Equating coefficients, we find \(\displaystyle x^3+6xy^2 = 7\) and \(\displaystyle 3x^2y+2y^3 = 5\). Looking quickly, I realize that if \(\displaystyle x=y=1\), the system of equations is solved. Hence, \(\displaystyle \sqrt[3]{7+5\sqrt{2}} = 1+\sqrt{2}\)

For the next one, do the same thing:

\(\displaystyle \sqrt{\dfrac{11}{2}-3\sqrt{2}} = x+y\sqrt{2}\)

Square both sides:

\(\displaystyle \dfrac{11}{2}-3\sqrt{2} = \left(x+y\sqrt{2}\right)^2 = x^2+2xy\sqrt{2}+2y^2\)

Equating coefficients, we have \(\displaystyle x^2+2y^2 = \dfrac{11}{2}\) and \(\displaystyle 2xy = -3\)

Let's solve for \(\displaystyle y\) in the equation on the right: \(\displaystyle y = -\dfrac{3}{2x}\) (we know \(\displaystyle x \neq 0\) because otherwise, \(\displaystyle 2xy=0\neq -3\)).

Plugging that into the first equation:

\(\displaystyle \begin{align*}x^2+2\left(-\dfrac{3}{2x}\right)^2 & = \dfrac{11}{2} \\ x^2 + \dfrac{9}{2x^2} & = \dfrac{11}{2} \\ 2x^4+9 & = 11x^2 \\ 2x^4-11x^2+9 & = 0 \\ (2x^2-9)(x^2-1) & = 0\end{align*}\)
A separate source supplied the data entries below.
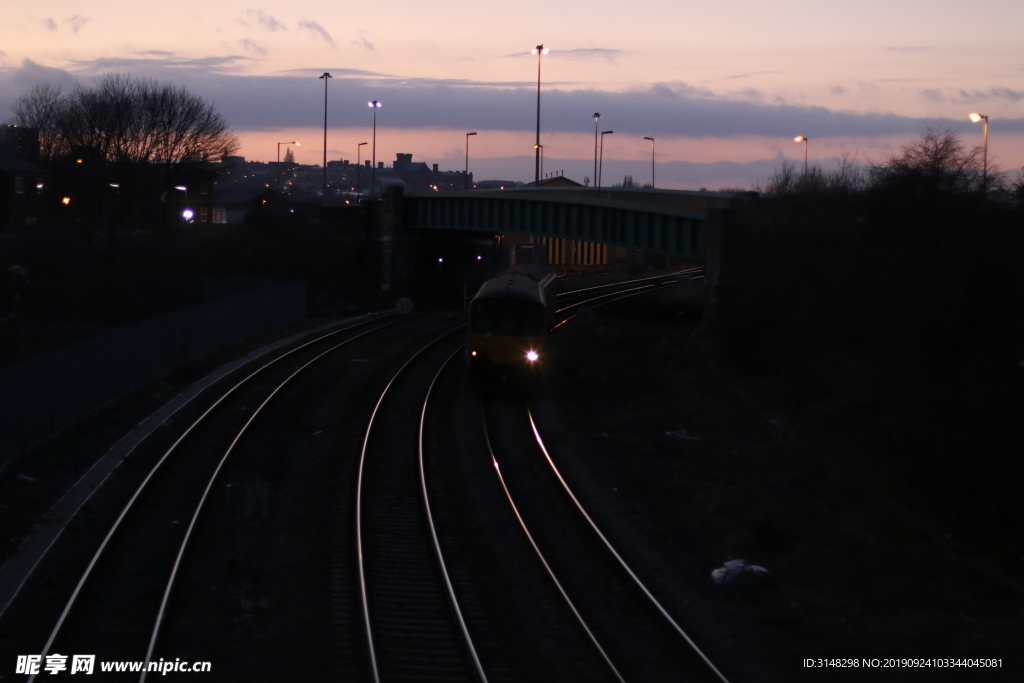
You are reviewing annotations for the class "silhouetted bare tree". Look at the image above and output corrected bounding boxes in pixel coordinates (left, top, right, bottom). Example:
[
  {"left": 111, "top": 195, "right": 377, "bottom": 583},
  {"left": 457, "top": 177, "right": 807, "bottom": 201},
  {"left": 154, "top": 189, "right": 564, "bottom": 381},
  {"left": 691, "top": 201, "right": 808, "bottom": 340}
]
[
  {"left": 12, "top": 74, "right": 239, "bottom": 168},
  {"left": 12, "top": 74, "right": 239, "bottom": 233},
  {"left": 868, "top": 130, "right": 1000, "bottom": 196}
]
Hence, \(\displaystyle 2x^2-9=0\) or \(\displaystyle x^2-1 = 0\). Since \(\displaystyle x\) must be a rational number, it cannot be the first one, so \(\displaystyle x^2-1=0\). Then \(\displaystyle x = \pm 1\).

Before, we found \(\displaystyle y = -\dfrac{3}{2x}\). So, if \(\displaystyle x=1\), then \(\displaystyle y = -\dfrac{3}{2}\). If \(\displaystyle x=-1\), then \(\displaystyle y = \dfrac{3}{2}\).

So, \(\displaystyle \sqrt{\dfrac{11}{2}-3\sqrt{2}} = \pm \left(1-\dfrac{3}{2}\sqrt{2}\right)\)

Checking on a calculator, you find it is \(\displaystyle \sqrt{\dfrac{11}{2}-3\sqrt{2}} = -1+\dfrac{3}{2}\sqrt{2}\).